We are back with faculty interviews, and this time around, we have a special guest from the languages department.
Hello! For the readers, who are you, what do you teach here at Swarthmore, and what is your area of expertise?
I’m Sibelan Forrester; I teach Russian language and literature and some related topics: Russian Fairy Tales, with a fair amount of Folklore history and theory; a Translation Workshop for students who have proficiency in any language; a First-Year Seminar on East European Literature in translation. My expertise includes poetry and poetics, South Slavic lit and culture (Bosnian/Croatian/Montenegrin/Serbian), and translation theory and practice.
What classes are you teaching this semester, and what classes are your favorite to teach (and why?)
This fall I’m teaching first-year Russian language and the Translation Workshop I mentioned above—which is my favorite class to teach, though I also really like a First-Year Seminar I often teach on Love and Sex in Russian Literature and Culture.

When did you start learning Russian, and when/why did you decide to teach it?
Ah, I was going to take Arabic when I got to college, on the recommendation of my high school French teacher who was from Morocco, but the guy was on sabbatical, so I signed up for Russian, the next most “exotic” thing available.
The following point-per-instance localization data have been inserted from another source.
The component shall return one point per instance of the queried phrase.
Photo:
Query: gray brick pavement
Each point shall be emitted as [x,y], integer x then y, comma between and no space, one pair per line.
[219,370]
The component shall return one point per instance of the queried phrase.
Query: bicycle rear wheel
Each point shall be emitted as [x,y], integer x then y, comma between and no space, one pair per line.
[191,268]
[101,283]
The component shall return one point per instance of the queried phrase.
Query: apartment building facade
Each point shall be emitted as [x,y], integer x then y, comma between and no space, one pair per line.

I loved graduate school, and the way to keep getting to do that kind of work was to become a college professor.
What is a project that a student has done recently that you thought was really interesting?
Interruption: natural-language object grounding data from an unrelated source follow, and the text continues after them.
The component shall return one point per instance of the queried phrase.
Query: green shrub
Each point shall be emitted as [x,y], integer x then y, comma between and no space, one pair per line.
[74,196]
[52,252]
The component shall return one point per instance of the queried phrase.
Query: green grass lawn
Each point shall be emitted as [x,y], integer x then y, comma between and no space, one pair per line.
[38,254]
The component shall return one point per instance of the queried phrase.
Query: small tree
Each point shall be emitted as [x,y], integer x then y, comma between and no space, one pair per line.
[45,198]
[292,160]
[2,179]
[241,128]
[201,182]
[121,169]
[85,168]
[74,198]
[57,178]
Over this past summer, one of our students worked with a small archive of documents from the USSR; he read and transcribed the handwriting and then translated everything. Now he’s working on a thesis that extracts the most interesting information from that archive and puts it into historical context. For example, the main character is left in a “children’s home” as a young child and spends a lot of time in the hospital, then later in life receives trips to a Soviet spa to treat her tuberculosis. Her neighbor’s daughter is handed over into her custody when the neighbor herself is arrested, signs the document from inside one of the notorious Moscow prisons, and then disappears into the Gulag.
I would imagine that the teaching of Russian has changed a lot since you learned, especially with recent political events. How-if at all-have the classroom and your mindset changed with regard to teaching?
Russian grammar is too unlike that of English to assume that students will just pick it up from speaking; we still have to explain a lot of stuff, draw tables on the board, but there’s more conversation in class than there used to be “back in the day.” Of course the invasion of Ukraine has not stimulated students’ desire to study Russian language, though I hear that classes in History and Political Science (here and elsewhere) are doing well. It’s important to note that Russian is spoken in many places besides the Russian Federation, in fact is still the lingua franca of Central Asia. To be honest, almost everyone I know from the Russian Federation has moved abroad to Armenia, Georgia, Germany, the UK….
What’s a book that you think everyone should read, and one you think not enough people know about?
Everyone should read Stanisław Lem’s CYBERIAD!—which is very funny but also darkly philosophical. I’m also a big fan of Goce Smilevski’s book FREUD’S SISTERS, translated from Macedonian.

What are your plans for the near future, academic or otherwise?
I’m co-editing a collection of articles about the ways the Baltic nations (Estonia, Latvia, Lithuania) preserved their languages and identities through the Soviet years with culture: literature, theater, even fashion. And I’m looking forward to heating up my sauna as the temperature outside gets chillier.
Thank you so much!
Sibelan Forrester is a Professor, as well as a prolific translator and poet, and has excellent taste in which books she makes her Eastern European literature students read.